House approves REINS Act to rein in administrative state.
The House passed a bill that would require major regulations from agencies to secure approval from Congress.
The Regulations from the Executive In Need of Scrutiny (REINS) Act made it through on June 14 with 221 yeas and 210 nays.
The bill, also known as H.R. 277, can be read here.
In the hours before the vote, representatives debated multiple amendments to it.
The House agreed to multiple amendments from Rep. Lauren Boebert (R-Colo.) as well as amendments from other lawmakers.
One offered by Rep. Harriet Hageman (R-Wyo.), Wyoming’s replacement for Liz Cheney, would make the Office of Information and Regulatory Affairs assess whether every rule has a significant economic impact.
One from Rep. Bob Good (R-Va.) enables Congress to review all existing agency rules over a half-decade period.

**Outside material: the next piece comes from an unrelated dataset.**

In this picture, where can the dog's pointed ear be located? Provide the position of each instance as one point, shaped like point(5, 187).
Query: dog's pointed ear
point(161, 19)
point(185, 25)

An amendment from Rep. Andy Biggs (R-Ariz.) to lower the threshold for a “major regulation” from one with a likely economic impact of $100 million to one with a likely economic impact of $50 million failed.
Rep. Ro Khanna (D-Calif.) expressed concern over the measure.
“I think it’s an effort at deregulation that would weaken the ability to have common-sense regulation for safety,” he told The Epoch Times in a June 14 interview.
“I think we have to, no pun intended, rein in executive overreach,” said Rep. Kevin Hern (R-Okla.) in comments to The Epoch Times on June 14.
REINS on the Administrative State
By requiring agencies to gain the favor of Congress, the measure adds to and flips the standard under the Congressional Review Act.
As it currently stands, the Congressional Review Act can allow Congress to stop new agency rules through a joint resolution of disapproval—a simple piece of legislation that must pass both the House and the Senate.
Congress first tried to pass the REINS Act more than a decade ago, soon after Republicans made massive gains in the 2010 midterm election.
“The tremendous significance of the REINS Act has led to fierce debate about both its constitutionality and its wisdom,” George Washington University Law Professor Jonathan Siegel wrote in a law review article (pdf) at the time.
The first state-level REINS Act was passed in Wisconsin in 2017 under then-Governor Scott Walker.
In a June 5 committee hearing on the REINS Act and other legislation, Republicans suggested that existing tools, including the joint resolution of disapproval, are inadequate for exercising authority over the administrative state.
“Just in the 118th Congress, both the House and the Senate passed legislation to overturn the unlawful WOTUS [Waters of the United States] rule as issued by the EPA, to overturn the tariff repeal on solar panels made in China, and to overturn the radical ESG requirements imposed on banks,” said Rep. Jody Hice (R-Ga.) during the hearing.